Disney animated films aimed at young girls have changed quite a bit over the past half-century, from tales of helpless princesses waiting for the right prince to come along and escort them to happy-ever-after land, to today’s savvy princesses who like the boys just fine but can basically handle things on their own, thank you very much. Still, there remains the Disney formula — royal heroine and her people are put in jeopardy and manage to work it out, accompanied by superb production values: Gorgeous animation, talented creators, and voices and songs. The latest is “Moana,” which is the Samoan word for ocean. My nearly five-year-old granddaughter found parts of it too scary, but it’s a rousing tale of an ancient island people, their gods and monsters. I confess to being a Lin-Manuel Miranda fangirl — can’t stop singing the “Hamilton” score all day long — and his contributions are lively and lovely. It’s nice to see brown skin instead of white, and if “Moana” seems to end two or three times before it actually does, well, that too goes with the Disney formula, which, in this case, works very well.
When the closing credits for “Jackie” finally began, I expelled a breath — what felt like the first one in the nearly two-hour running time. What a tense, absorbing, startling film it is. Natalie Portman is simply astounding. Her spot-on characterization of Jackie Kennedy in the week following JFK’s assassination is like nothing the actress has ever done before. The excellent script (Noah Oppenheim), brilliant direction (Pablo Larrain) and Portman combine to create a truly complex human being — terrified, regal, maternal, unreasonable, worried about her husband’s legacy; indeed, how she herself will be regarded in history. Portman is in every frame of the film and the intensity never lets up, never gives us, the audience, a break from her emotions. It’s definitely a must-see.

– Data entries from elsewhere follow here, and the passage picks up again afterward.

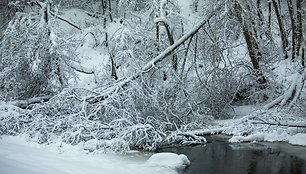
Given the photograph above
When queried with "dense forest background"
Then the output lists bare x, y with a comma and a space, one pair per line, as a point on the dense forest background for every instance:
161, 66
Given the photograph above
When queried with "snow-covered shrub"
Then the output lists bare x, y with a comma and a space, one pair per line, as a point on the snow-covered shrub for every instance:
26, 64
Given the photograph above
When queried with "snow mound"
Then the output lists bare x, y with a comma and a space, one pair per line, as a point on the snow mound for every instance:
298, 139
20, 156
169, 160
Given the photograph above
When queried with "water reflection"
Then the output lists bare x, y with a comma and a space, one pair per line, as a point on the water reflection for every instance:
220, 157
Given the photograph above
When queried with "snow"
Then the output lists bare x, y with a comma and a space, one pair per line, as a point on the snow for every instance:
19, 156
169, 160
298, 139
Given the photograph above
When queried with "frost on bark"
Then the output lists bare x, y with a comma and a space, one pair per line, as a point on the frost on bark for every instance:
252, 44
276, 4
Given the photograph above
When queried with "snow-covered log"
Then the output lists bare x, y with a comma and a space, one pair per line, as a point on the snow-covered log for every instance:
27, 102
151, 64
287, 124
78, 67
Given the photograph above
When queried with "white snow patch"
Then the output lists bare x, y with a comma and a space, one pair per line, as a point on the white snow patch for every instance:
298, 139
19, 156
169, 160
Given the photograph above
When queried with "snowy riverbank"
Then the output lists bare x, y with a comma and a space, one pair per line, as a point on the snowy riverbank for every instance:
20, 156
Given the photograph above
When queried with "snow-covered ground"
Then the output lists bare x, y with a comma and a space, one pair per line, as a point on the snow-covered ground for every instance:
251, 124
19, 156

I was one of those “Gilmore Girls” devotees during the show’s original run, but I avoided high expectations for “Gilmore Girls: A Year in the Life,” now streaming on Netflix. Revivals, reunion shows, whatever you call them, are usually never as good as our memories of the original. In this case, all the old elements of the show are here — the rapid-fire mother/daughter dialog, the town weirdos, the singing street corner guitarist, friction between Lorelei and her mother, and so on. But in the first 90-minute episode, it seemed to feel somewhat artificial, as though both the actors and Amy Sherman-Palladino, the show’s creator and main writer, were trying too hard to recapture the magic. After a while, everyone settled in and I got more comfortable watching it. I’ve seen the first three episodes and will report on the fourth and final one next time.
No one does historical drama better than the Brits — no one. Not only do they have that fabulously rich heritage, complete with kings both great and foolish, and that class system that practically seethes with great story plots without even trying, but they have those actors. Oh, those highly trained and versatile British actors — I am in awe. I was, once again, while viewing 10-part “The Crown.” Claire Foy (Ann Boleyn in last year’s magnificent “Wolf Hall”) is outwardly dutiful, inwardly unhappy as the suddenly elevated young Queen Elizabeth, circa the 1950s. Quiet, but with a spine of steel, we watch as she maneuvers her way through the ins and outs of both palace and government intrigue. If the current Queen Elizabeth seems a not-very-exciting monarch who favors hats, watch “The Crown” and see who she really is.